In the first 100 days, sending people like that [snaps fingers] to prisons known for torture. All the work I did in Chile, Argentina, Brazil, and the Eastern Bloc, and it’s the same mechanism, with all the ruthlessness and the steps to the dictatorship.
Well, that, but also consolation in some of the pushback Trump has received from the courts.
You have to take some heart in that. My beautiful granddaughter Jasmine is a singer-songwriter but decided she wanted to be a lawyer. She’ll be going to law school in August, and I’m thinking, “What a time!” She wants to be a constitutional lawyer. We’re not going to have a fucking Constitution very likely. So, all I can do with my son and my granddaughter is walk through this day by day and encourage her to do what she’s doing.
I was just listening to your performance at Woodstock, where you told the crowd about the federal agents showing up at your and your ex-husband and activist David Harris’ home to arrest him for resisting the draft. You even had a party to send him off. In terms of that kind of arrest, does anything happening now remind you of that moment? You know, it’s so different now that I can’t even make that connection. People say, “Is this like the Sixties?” I say the Sixties was a garden party. For some people, it wasn’t. Some people really got hurt. But this now is a machine.
In your second memoir, you wrote about the impact of hearing Martin Luther King speak. Is there anybody these days who’s inspired you in the same way?
The Rev. William Barber came to dinner the other night; he’s a pal. He has the spirit of God within him, and he’s determined to spread it. We’re looking into this avalanche, and you [have to] stand up like when he went in the Capitol rotunda the other day and got himself arrested. He was praying in there, and he just said, “I had to do it.”
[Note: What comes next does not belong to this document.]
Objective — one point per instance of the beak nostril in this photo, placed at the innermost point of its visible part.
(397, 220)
What about Alexandria Ocasio-Cortez?
She’s good. Smart. And I think she probably put herself on the line, but on the line now…. I used to encourage people, “Come with us. We get arrested, whatever.” But it’s just so dangerous. Taking a risk now could be standing on the corner in a T-shirt that says “I’m an illegal immigrant.” I’ve never experienced this kind of fear. I wasn’t afraid when I went to jail back then. I’ve been to places where I should have been scared: Vietnam, the South, Ku Klux Klan.
Why weren’t you scared then? Denial and the need to push on, which was stronger than worrying. I was afraid sometimes, but courage is a funny thing. It’s not because somebody’s born courageous — it’s because you’re willing to do stuff, even if you’re scared. To give you an idea of how dark I can get now, my darkest joke is: The good news about climate change is that if it gets us first, Trump won’t have time to build his death camps. And you laugh, except he will. He’s moving so fast, my joke isn’t even funny.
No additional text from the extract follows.